Ibis3's Canadian Literature Challenge

Ibis3 delves into classic Canadian literature. Yes there is such a thing! First up: the entire McClelland & Stewart's New Canadian Library.

My Photo
Name:
Location: Clarington, Ontario, Canada

Sunday, May 21, 2006

CanLit Project Book 12--The Whirlpool by Jane Urquhart

Book 12, The Whirlpool (1986) - Jane Urquart *active*
From the back cover:
"First published in 1986, The Whirlpool is the story of Niagara Falls, Ontario, in the fateful summer of 1889.
Maud Grady, the undertaker’s widow, is busy with the summer season of crazy stunts and river casualties. Across the street live David McDougal, an obsessive military historian haunted by the revolutionary heroine Laura Secord, and his wife, Fleda, whose own dreams take shape in the woods above the whirlpool. As the summer progresses, the lives of these characters become entangled, and darker, more sinister currents gain momentum.
The Whirlpool, Jane Urquhart’s first novel, received Le prix du meilleur livre étranger (Best Foreign Book Award) in France and marked the brilliant debut of a major voice in Canadian fiction."

Other useful links:
the Wikipedia article on Jane Urquhart
the Wikipedia article on Niagara Falls, Ontario
the Wikipedia article on The Battle of Lundy's Lane (War of 1812)
the Friends of the Lundy's Lane Battlefield site
City of Niagara Falls Museums website
the Wikipedia article on Laura Secord

My thoughts:
Urquhart's writing reminded me quite a bit of Virgina Woolf's (I've only read the latter's Mrs Dalloway) and of Michael Cunningham's in The Hours.

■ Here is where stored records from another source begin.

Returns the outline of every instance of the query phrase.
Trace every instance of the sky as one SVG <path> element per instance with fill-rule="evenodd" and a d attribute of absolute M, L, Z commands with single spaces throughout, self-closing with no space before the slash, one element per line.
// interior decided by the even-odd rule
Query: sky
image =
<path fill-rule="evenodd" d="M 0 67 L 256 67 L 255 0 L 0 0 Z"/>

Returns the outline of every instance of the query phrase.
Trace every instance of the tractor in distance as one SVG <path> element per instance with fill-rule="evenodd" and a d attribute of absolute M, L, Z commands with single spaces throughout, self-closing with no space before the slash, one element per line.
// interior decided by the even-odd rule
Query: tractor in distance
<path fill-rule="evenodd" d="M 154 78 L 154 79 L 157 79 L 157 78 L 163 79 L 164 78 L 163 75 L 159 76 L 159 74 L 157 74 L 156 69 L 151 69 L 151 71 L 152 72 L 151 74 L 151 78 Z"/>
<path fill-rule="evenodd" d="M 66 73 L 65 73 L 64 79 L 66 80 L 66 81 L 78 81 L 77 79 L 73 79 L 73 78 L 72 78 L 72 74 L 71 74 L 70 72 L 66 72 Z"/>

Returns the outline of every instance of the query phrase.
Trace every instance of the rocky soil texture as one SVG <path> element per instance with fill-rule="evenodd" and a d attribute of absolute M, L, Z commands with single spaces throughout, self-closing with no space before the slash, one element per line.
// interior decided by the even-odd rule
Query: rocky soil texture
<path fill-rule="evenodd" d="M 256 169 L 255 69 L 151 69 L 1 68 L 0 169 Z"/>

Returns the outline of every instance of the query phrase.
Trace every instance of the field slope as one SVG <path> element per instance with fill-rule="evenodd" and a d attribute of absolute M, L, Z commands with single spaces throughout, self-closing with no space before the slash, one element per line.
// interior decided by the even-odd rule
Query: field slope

I'm not really sure what the bracketing sections concerning Robert Browning were all about. They seemed kind of out of place (and I often find it difficult to buy real historical people in works of fiction).

Of the main story, I enjoyed certain elements: the talk of Laura Secord, the whole process of what level of mourning attire was proper, the idea that it was the poet who could speak to the 'autistic' boy, the home in the wilderness by the whirlpool.

It just didn't seem like a cohesive whole to me. Didn't care too much for the ending.

Saturday, May 06, 2006

CanLit Project Book 11--Next Episode by Hubert Aquin

Book 11, Next Episode (1965) - Hubert Aquin *active*
From the back cover:
"First published in l965, Hubert Aquin’s Next Episode is a disturbing and yet deeply moving novel of dissent and distress. As he awaits trial, a young separatist writes an espionage story in the psychiatric ward of the Montreal prison where he has been detained. Sheila Fischman’s bold new translation captures the pulsating life of Aquin’s complex exploration of the political realities of contemporary Quebec. "

Other useful links:
the Wikipedia article on Hubert Aquin
the Wikipedia article on Next Episode
CBC's Canada Reads 2003
the Canada Reads reading guide for Next Episode

My thoughts:
I'm definitely going to have to read this one again. All the way through, I kept wishing that it was annotated, that I had a running commentary, that it included a map of Lausanne. I saw a French annotated copy at the bookstore when I picked this up, and I almost wish that I had taken it as well (though my French isn't so good to begin with). I really liked the layered feeling, the disorientation that the reader is submerged within. In my Oxford Companion to Canadian Literature, it says that two of Aquin's literary influences were Joyce and Nabokov, and I really got that impression while I was reading this. I felt that I was just that much removed from their company.
I was also reading Orhan Pamuk's My Name is Red at the same time as this, and there were echoes I felt between the two of those works as well (even though there is almost certainly no real connection between the two). The narrative of "I Will Be Called a Murderer" and the narrator of Next Episode were at one point (for me at least), oddly at one with each other.
I'm going to read this again, most likely after it comes back from its planned bookring, and make further notes as I read it.